(For all of their tips, check out this SlideShare or read on for some of the highlights.)
First things first: Optimize your travel to earn those sweet, sweet frequent flier miles and points. Rack up points by joining the loyalty program for every brand you book travel with and try to stick to just one or two airlines and hotels so you’re not dispersing your points across too many programs. You can even consider using an airline or hotel brand’s credit card to really rack up points.
Nigel Fenwick of Forrester recommends a card that gives you airport lounge access, and says they’re worth the annual fees. Matt Mullen of 451 Research recommends sites like FlyerTalk and HeadForPoints for more tips around loyalty programs.
Many of the seasoned travelers I talked to recommended setting your watch to your destination’s time zone as soon as you get to the airport in order to fight jet lag. This is unquestionably a better approach than my “don’t change my watch because I’ll just have to change it back in a week” method.
Joining the TSA’s PreCheck program was another common recommendation. The PreCheck program allows prescreened travelers a quicker and smoother airport security experience that doesn’t require removing your belt, shoes, or jacket. One influencer (who asked not to be named out of fear of TSA retaliation) said PreCheck “almost makes you feel like you’re not a criminal.” Sign me up! PreCheck costs $85 for five years, although some of those same credit cards that include lounge access (like the Amex Platinum card) also offer a reimbursement for PreCheck fees.
Luggage Gets Contentious
Turns out, what you do with your luggage is kind of a divisive issue. There are two schools of thought: checkers and carriers.
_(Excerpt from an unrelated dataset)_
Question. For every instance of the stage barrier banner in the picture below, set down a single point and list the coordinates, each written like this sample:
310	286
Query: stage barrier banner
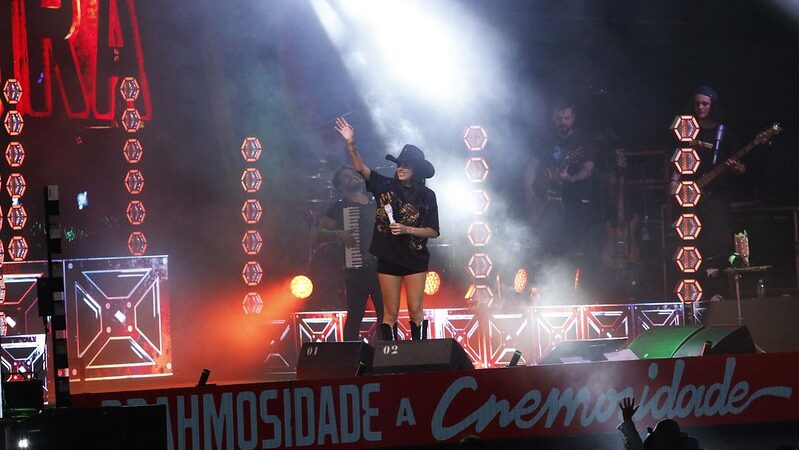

Carriers prefer to fit all their stuff into a carry-on bag so they don’t have to wait at baggage claim or worry about bags getting lost between connecting flights. Not surprisingly, checkers would rather just check their luggage so they don’t have to schlep it through the airport. Both approaches have their merits, so make your own decision and feel content knowing that, either way, you have some experts on your side.
Arianna Valentini of InfoTrends has her own spin on carry-on luggage, affectionately dubbed “the bag lady approach” by her friends. She carries a large tote with with many zip pouches: one for receipts (easy to find when doing expense reports later), one for liquids, and one filled with travel items like extra socks, lip balm, and tea bags.
Passing the Time
Often, the hardest part of traveling is just passing all that time up in the air.
Jake Sorofman of Gartner recommends an offline-accessible folder of reading material that can keep you busy even when you’re without cellular data or in-flight wifi.
Once the person in front of you leans their seat back, you can pretty much say goodbye to your chances of getting any work done on a laptop. Instead, Laura Nurzynski of IDC uses flight time to unwind by reading a business-related or personal-interest book or knitting. That way, she’s recharged and ready to tackle work head-on when she lands.
Jake mixes business and pleasure by setting work goals to accomplish in-flight and then rewarding himself with “a good book or a bad movie” when they’re all done.
Sometimes though, the best way to pass the time is just to get some shut-eye. If you have to take a red-eye flight, Nigel recommends eating dinner and taking a sleep aid before you board so you can spend the whole flight snoozing away.
There you go: some tips to make your business travel this holiday season and beyond a little bit more painless. Have any tips of your own? Share them in the comments!
Oh, and don’t forget to set your out-of-office reply before heading out. Might as well make it a funny one, since anyone sending work emails while everyone else is enjoying the holidays will likely need the laugh.